Забрав написанное для Льва Николаевича карандашом письмо от сестры, она всё-таки уехала 17-го из Киева, и, заехав 18-го на именины Льва-младшего, сына, в Ясную Поляну, 19-го февраля 1899 г. воротилась в Москву - лишь для того, чтобы в пути (или уже в Москве?) таки подцепить тот вирус смертельной «инфлюэнцы» (коронавирус, штамм гриппа A подтипа H3N8), от которого уберегла её судьба в начале 1890-х. Пандемия «русского гриппа», нанесла первый удар в период с октября 1889 года по декабрь 1890 года с повторными вспышками в марте - июне 1891 года, ноябре 1891 года - июне 1892 года, зимой 1893-1894 годов и в начале 1895 года. Наконец, чудовищная вспышка заболевания, начавшаяся в январе 1899 г., сразу после рождественских и новогодних гуляний, унесла в 1899-1900 г. жизни более миллиона человек.

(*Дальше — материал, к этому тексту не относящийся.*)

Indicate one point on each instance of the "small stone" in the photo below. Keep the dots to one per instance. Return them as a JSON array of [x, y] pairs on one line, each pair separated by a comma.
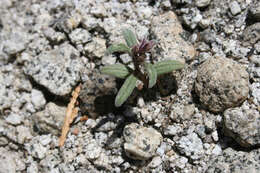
[[242, 124], [58, 70], [67, 22], [251, 34], [234, 7], [93, 150], [202, 3], [23, 134], [96, 94], [255, 10], [15, 43], [53, 36], [219, 92], [14, 119], [157, 161], [167, 30], [191, 145], [141, 142], [96, 48], [38, 99], [172, 130], [50, 120], [80, 36], [217, 150]]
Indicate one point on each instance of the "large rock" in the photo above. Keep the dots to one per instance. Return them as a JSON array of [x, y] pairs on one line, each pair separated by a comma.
[[221, 83], [243, 125], [58, 70], [141, 142], [168, 31]]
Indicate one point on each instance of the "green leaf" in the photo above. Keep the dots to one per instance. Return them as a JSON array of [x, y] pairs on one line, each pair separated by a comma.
[[126, 90], [129, 37], [152, 74], [118, 48], [167, 66], [117, 70]]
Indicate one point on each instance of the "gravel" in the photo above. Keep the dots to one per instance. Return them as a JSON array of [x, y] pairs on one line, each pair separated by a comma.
[[203, 118]]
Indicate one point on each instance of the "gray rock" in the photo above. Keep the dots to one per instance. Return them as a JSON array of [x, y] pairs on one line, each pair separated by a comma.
[[58, 70], [97, 94], [50, 120], [14, 119], [243, 125], [141, 142], [235, 161], [202, 3], [15, 43], [172, 130], [234, 7], [255, 91], [10, 161], [167, 30], [251, 34], [67, 22], [88, 22], [93, 150], [80, 36], [23, 134], [255, 10], [38, 99], [36, 149], [191, 145], [192, 18], [96, 48], [221, 83], [53, 36]]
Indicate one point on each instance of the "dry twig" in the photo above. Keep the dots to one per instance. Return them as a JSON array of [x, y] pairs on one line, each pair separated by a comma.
[[71, 114]]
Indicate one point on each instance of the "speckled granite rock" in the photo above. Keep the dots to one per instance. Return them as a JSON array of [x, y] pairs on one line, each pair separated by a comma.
[[141, 142], [221, 83], [50, 120], [243, 125], [168, 31], [97, 94], [235, 161], [58, 70]]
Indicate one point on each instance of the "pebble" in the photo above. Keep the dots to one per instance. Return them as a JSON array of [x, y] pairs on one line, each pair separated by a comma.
[[58, 70], [14, 119], [50, 120], [141, 143], [218, 92], [255, 10], [242, 124], [191, 145], [167, 30], [202, 3], [38, 99], [234, 7]]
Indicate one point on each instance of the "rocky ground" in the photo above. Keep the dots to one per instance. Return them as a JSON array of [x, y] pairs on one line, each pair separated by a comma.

В дневнике С. А. Толстой на 10 и 11 марта 1899 г. остались о болезни такие записи:
«28 февраля я заболела инфлюэнцей, слегла в постель и пролежала восемь дней. Болезнь осложнилась воспалением верхушки левого лёгкого. […] У меня был очень ильный жар, и я задыхалась. И мне было приятно, что Лёвочка испугался и дорожит мной.
[…] 11 марта обморок в симфоническом концерте. Слегла до 8 апреля. И потом всё ложилась и была очень слаба. Собственно, здорова я и не была с самого приезда из Киева» (ДСАТ - 1. С. 449 - 450).
В мемуарах датой начала «инфлюэнцы с частичным воспалением лёгких» назван тот же день, 28 февраля:
«Я так задыхалась, что Лев Николаевич в 3-м часу ночи ходил сам за доктором Усовым. […] Я угасала и чувствовала большую радость… Мучительно было только удушье. Никогда не могла я до конца вздохнуть, точно умирала при всяком усилии» (МЖ - 2. С. 540 - 541).
Ни лечения, ни даже точной диагностики в ту эпоху не могли обеспечить даже самые дорогие врачи Москвы, но вызванный на консилиум профессор А. А. Остроумов, ровесник Софьи Андреевны, сообразил ОТКРЫТЬ ОКНО в комнате страдалицы, и ей «был очень приятен весенний, свежий воздух» (Там же. С. 541).
Длительная и тяжёлая болезнь вызвала в Соничке религиозное настроение и отношение к смерти, хорошо известное по христианским писаниям её мужа. Под 21 июня она подводит в дневнике итог едва не погубившей её болезни:
«Три почти месяца не писала дневника. Я не жила это время, я болела и душой и телом. Доктора говорили про ОСЛАБЛЕНИЕ ДЕЯТЕЛЬНОСТИ СЕРДЦА; пульс иногда был в минуту 48, я угасала и чувствовала тихую радость от этого медленного ухождения из жизни. Много было любви, участия ко мне всей семьи, и друзей, и знакомых во время моей болезни. Но я не умерла: Бог велел ещё жить. Для чего?.. Посмотрим.
[…] Жду и приветствую тебя, смерть, - не чувствую в ней никакого предела. Жду её, как смену одного момента (наша земная жизнь) вечности на другой; и этот другой ЛЮБОПЫТЕН…» (ДСАТ - 1. С. 450 - 451).
Быть может, именно это религиозное настроение вкупе с праведной заботой, даже в полуживом состоянии, о семье, о Льве Николаевиче - уберегли её. Вирус, убивший в 1892 году многогрешного друга семейства Толстых, знаменитого поэта, многогрешного Аф. Аф. Фета, отступил перед неспокойным и любящим сердцем этой выдающейся женщины.